一尾魚跳出水,江家老祖柺杖點過,魚成枯骨,沉去塘中,整片荷塘隨之枯萎,“我江家仙居此地千年,江遠山這是要毀了我江家千年命數麼。”
婦人起身,直視江家老祖,將心中怨恨一洩而出,“老祖你一心痴求長生,可曾走下過宗祠,在這島上住過半日,若你呆得夠久,就該知道,這島中每家的魚塘中都葬著夭折的孩童!遠山他只是做了一個父親該做的事。”

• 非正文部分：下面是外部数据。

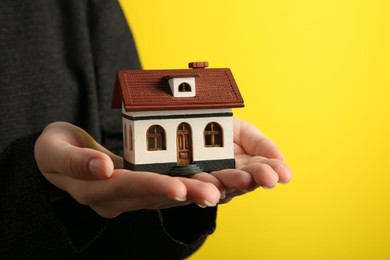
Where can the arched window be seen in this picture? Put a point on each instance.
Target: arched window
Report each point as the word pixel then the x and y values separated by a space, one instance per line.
pixel 213 135
pixel 184 87
pixel 155 138
pixel 130 138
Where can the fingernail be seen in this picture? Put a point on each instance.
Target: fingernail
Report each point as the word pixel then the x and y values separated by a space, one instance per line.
pixel 96 166
pixel 207 203
pixel 180 199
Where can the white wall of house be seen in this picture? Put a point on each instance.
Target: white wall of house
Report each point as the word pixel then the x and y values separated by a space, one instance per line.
pixel 140 154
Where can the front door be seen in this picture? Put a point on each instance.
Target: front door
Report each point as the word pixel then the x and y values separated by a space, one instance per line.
pixel 184 144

婦人曾誕下過一子,出生一日便夭折,被江遠山埋去魚塘中。
江家老祖鬚髮抖動,“若非先祖當年舍下長生,我江家豈會折跡於此。你說老夫痴求長生,不心繫子孫,老夫這些年苦修,為得便是能為江氏族人開闢一條仙路,擺脫生死之苦。”
一池活水,被江家老祖攪成死水,婦人神情癲狂,“那您要多久才能叩見長生呢,一百年還是兩百年?”
婦人伸手比出一尾魚的大小,”我的忌兒剛出生,才那多大點,連我的一口奶都沒吃上,就死了,死了,你知道麼,就埋在你腳下那個魚塘。”
江家老祖心沉如水,“長生之路才是擺脫江家困境之選。江遠山擅闖宗祠,驚擾先祖,待老夫同族人商議之後,再行家法。”
婦人往前踏一步,淌入魚塘,魚塘不深,到婦人半腰。
婦人淌水,摸出一團淤泥丟向江家老祖,“什麼狗屁長生之路,你為的是你自己。你身為江家老祖,除了埋怨先祖,躲避事端,擅行家法之外,還為族人做過什麼,你不如將這島中之人統統殺死,然後高枕無憂地入你那長生。”
江家老祖顏面盡失,輕點柺杖,泥團沉入泥塘,吹皺一池死水,呵責道:“婦人之愚。”
婦人被吹落在牆上,砸斷尾骨。
房中小丫頭被驚醒,赤腳跑出空地,瞧見阿孃躺在空地上,氣息孱弱,哭喪道:“阿孃。”
見小丫頭介入,江家老祖斂去柺杖,掠回宗祠。
“阿孃。”小丫頭哭得撕心裂肺。
婦人輕笑著將她扯進懷中,指著空地上用桐油紙捆紮好的花布,柔聲道:“你看,你阿爹給你帶的花布,不許再生你阿爹的氣了,他啊還有大事沒辦完呢,辦完就回來了。”
小丫頭眼眶淚花打轉,“我不要花布了,我要阿孃。”
婦人咳出一嘴血,“阿孃床頭有個匣子,是你阿爹這些年給我買的首飾,以後就都留給你了。”
婦人身下淌血,暈成一團。
小丫頭哭聲淒涼,緊咬嘴唇,“我不要那些,我只要阿孃。”
婦人擦去女兒嘴角淚珠,叮囑道:“你已經是大姑娘了,不能哭,哭了就不好看了。笑一個好不好,阿孃最喜歡你笑了。”
小丫頭抽噎道:“我笑一個,阿孃就會好起來麼?”
婦人點頭,蒼白如紙。
“那我給阿孃笑一個。”小丫頭擦去眼淚,朝婦人咧嘴笑著。
婦人欣慰一笑,垂下手臂,再無生機。